There are common misconceptions that "fittest" mean the "strongest", "fastest" or "smartest" or any of those combinations.
I am sure strength and intelligent can be factor to survival on a personal or individual level, but in biology, especially with evolution...
- they are not talking about individuals, they are talking about population...
- ...and fitness mean to "fit in" the environment they are living in. Hence, finding a niche to fit in.
To give you an example what I mean by fitness and survival, let look at any of the current species of butterflies. Now, I cannot tell one species from one another, because I am no expert in butterfly or any other insects for that matter.
Now let me ask you the following questions:
- Do you think a population of butterflies continue to live because they are the strongest insects?
- Do you think butterflies survive because of their speed?

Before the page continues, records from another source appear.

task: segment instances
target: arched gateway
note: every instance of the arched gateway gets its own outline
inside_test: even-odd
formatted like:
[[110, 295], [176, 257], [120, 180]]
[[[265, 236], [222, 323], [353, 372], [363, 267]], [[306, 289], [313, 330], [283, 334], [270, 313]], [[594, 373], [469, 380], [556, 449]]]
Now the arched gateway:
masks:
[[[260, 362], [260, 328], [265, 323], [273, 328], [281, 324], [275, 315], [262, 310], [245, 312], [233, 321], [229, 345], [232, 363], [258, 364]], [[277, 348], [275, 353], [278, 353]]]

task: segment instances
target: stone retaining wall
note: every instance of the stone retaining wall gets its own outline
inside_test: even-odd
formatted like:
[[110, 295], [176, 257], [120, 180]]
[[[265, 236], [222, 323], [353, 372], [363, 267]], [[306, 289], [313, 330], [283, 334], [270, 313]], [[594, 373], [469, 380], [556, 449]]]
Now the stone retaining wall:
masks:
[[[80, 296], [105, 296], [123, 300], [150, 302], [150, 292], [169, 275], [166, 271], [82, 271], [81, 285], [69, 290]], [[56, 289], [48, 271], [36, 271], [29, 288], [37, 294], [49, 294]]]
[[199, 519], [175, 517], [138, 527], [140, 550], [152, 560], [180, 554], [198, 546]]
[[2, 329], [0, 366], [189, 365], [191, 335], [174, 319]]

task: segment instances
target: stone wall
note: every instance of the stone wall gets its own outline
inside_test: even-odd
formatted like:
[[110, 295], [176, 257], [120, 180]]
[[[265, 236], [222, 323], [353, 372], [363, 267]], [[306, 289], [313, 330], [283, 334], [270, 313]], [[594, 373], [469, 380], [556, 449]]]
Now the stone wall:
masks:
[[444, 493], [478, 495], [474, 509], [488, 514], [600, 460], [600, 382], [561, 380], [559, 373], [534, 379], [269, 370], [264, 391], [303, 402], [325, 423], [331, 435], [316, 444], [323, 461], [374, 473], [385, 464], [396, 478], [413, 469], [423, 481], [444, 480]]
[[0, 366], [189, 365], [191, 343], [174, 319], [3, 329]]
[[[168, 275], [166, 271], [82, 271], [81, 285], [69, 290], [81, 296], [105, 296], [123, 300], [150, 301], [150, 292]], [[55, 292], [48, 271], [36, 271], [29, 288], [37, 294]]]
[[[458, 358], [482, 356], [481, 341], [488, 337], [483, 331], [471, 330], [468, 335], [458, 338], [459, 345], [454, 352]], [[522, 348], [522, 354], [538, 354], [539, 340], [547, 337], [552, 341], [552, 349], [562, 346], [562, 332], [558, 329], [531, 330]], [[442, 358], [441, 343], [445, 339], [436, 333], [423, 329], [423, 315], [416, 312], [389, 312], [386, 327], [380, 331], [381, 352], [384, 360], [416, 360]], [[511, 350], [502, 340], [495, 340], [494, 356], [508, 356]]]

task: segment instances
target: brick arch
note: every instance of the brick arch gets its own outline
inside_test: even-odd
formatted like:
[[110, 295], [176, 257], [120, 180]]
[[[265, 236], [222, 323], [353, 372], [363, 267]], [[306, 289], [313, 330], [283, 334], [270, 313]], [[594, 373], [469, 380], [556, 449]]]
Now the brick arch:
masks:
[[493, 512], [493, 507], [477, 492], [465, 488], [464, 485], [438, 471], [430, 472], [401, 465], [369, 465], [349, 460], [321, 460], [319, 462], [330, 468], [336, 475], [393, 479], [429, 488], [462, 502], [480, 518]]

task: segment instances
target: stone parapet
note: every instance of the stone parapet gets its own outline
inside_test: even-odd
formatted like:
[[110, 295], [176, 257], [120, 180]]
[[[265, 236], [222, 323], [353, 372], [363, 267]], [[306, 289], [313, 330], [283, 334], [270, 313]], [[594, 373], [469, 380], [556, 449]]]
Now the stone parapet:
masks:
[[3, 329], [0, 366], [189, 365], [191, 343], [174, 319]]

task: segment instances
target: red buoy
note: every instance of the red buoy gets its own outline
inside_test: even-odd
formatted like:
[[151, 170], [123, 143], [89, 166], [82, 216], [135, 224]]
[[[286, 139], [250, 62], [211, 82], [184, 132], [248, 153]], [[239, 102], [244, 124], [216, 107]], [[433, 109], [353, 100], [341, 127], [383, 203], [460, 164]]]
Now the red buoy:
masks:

- Or do you think butterflies are genius?
So if butterflies are not the smartest, strongest or fastest of creatures, and they are prey to many different other animals (predators, such as birds, lizards, praying mantises, etc), then why are they still around?
And the only places that I don't think butterflies don't live in, are the polar region, and possibly in the most arid lands (I am not sure about this last one, because I don't know enough about butterflies, and I don't know about wildlife in the deserts, so I am only guessing here about arid deserts).
They are around and not extinct, because they apparently found a niche of where they can survive and live. They have adapted, evolved - they "fit in".
Evolution is more than just about the survival of strongest or the smartest. In fact, evolution showed that survival are for the weakest as well as for the strongest, for the dumbest as well as the smartest, for the smallest as well for the largest.
So if you think fittest only mean mean creatures that possess strength or intelligence, then you really don't understand evolution at all, savagewind.